Hiya!
LarsF brought this up in the apache-hbase slack account and it caught my
eye. Sending a note here since the PR is closed where this was being
discussed before[1].
I understand Bryan's concerns that misconfiguration of an HBase
processor with a high number of retries and back-off can create a
situation in which the processing of a single FlowFile will take a very
long time to hit the onFailure state.
However, as an HBase developer, I can confidently state that
hbase.client.retries=1 will create scenarios in which you'll be pushing
a FlowFile through a retry loop inside of NiFi for things which should
be implicitly retried inside of the HBase client.
For example, if a Region is being moved between two RegionServers and an
HBase processor is trying to read/write to that Region, the client will
see an exception. This is a "retriable" exception in HBase-parlance
which means that HBase client code would automatically re-process that
request (looking for the new location of that Region first).
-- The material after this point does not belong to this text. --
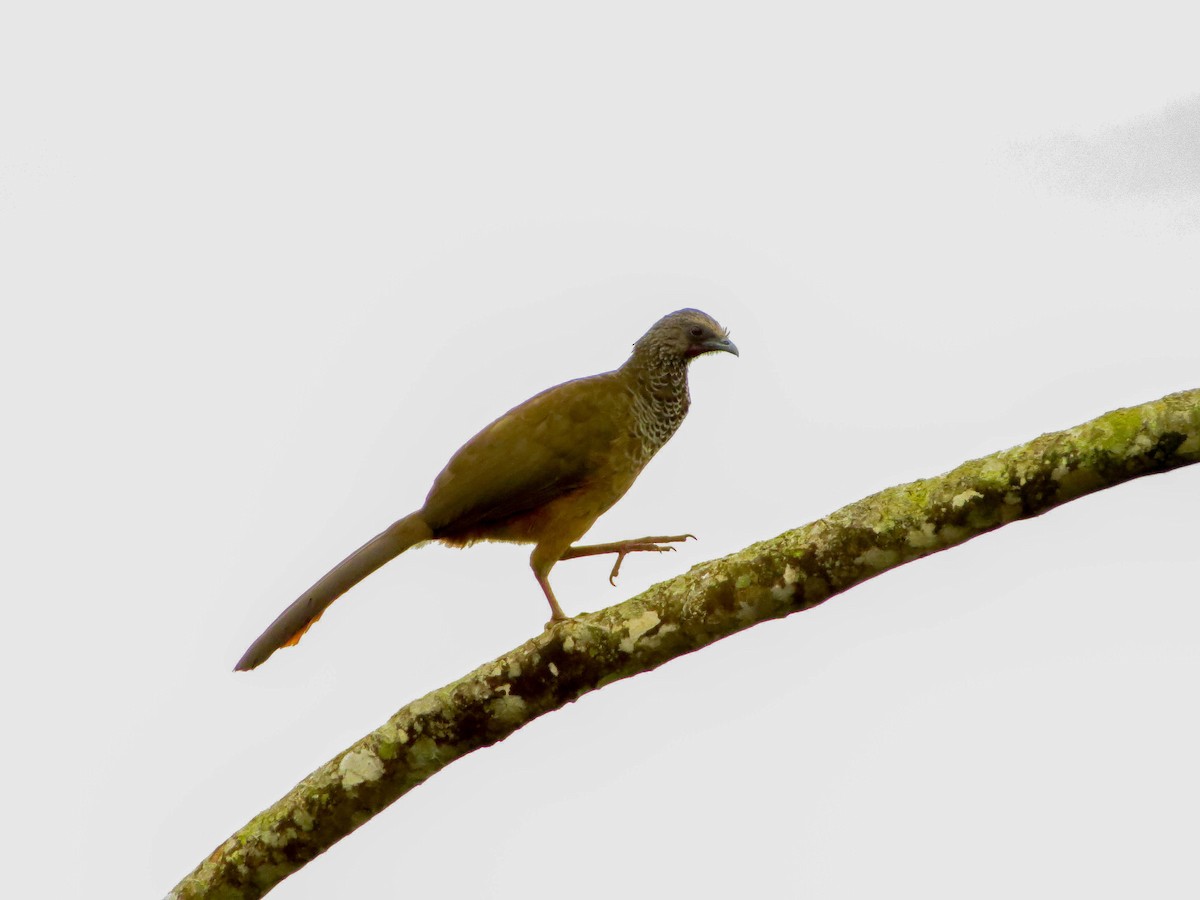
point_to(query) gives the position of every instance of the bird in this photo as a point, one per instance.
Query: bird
(540, 474)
In most
cases, the subsequent RPC would succeed and the caller is non-the-wiser
and the whole retry logic took 1's of milliseconds.
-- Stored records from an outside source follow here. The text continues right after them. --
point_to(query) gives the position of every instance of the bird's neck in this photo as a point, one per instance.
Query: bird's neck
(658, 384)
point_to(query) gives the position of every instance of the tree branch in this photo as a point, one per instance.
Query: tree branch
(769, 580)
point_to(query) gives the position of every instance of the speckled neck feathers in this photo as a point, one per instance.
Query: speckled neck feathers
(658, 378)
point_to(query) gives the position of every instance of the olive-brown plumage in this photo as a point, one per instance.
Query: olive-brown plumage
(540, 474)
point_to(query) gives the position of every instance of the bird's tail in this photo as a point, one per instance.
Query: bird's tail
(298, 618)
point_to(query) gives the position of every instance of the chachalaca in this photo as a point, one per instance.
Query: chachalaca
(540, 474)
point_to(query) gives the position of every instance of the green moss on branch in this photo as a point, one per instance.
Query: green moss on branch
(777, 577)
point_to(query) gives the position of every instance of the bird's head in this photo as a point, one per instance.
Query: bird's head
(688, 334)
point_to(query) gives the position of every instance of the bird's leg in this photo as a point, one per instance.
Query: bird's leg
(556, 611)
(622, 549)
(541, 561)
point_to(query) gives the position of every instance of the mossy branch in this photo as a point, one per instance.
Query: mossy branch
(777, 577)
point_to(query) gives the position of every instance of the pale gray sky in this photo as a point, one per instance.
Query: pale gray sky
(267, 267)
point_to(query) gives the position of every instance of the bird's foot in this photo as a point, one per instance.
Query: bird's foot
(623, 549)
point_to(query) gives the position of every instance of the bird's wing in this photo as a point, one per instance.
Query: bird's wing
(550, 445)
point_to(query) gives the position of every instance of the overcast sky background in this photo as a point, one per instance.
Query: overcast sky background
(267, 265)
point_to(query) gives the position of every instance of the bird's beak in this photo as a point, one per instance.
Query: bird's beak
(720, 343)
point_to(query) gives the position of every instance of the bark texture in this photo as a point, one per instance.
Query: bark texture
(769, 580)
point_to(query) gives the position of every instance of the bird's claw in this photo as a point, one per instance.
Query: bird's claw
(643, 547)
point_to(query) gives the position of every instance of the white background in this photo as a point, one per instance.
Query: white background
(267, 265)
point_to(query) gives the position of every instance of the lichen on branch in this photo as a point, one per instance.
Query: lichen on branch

My first idea was also what Lars' had suggested -- can we come up with a
sanity check to validate "correct" configuration for the processor
before we throw the waterfall of data at it? I can respect if processors
don't have a "good" hook to do such a check.
What _would_ be the ideal semantics from NiFi's? perspective? We have
the ability to implicitly retry operations and also control the retry
backoff values. Is there something more we could do from the HBase side,
given what y'all have seen from the battlefield?
Thanks!
- Josh
[1] https://github.com/apache/nifi/pull/3425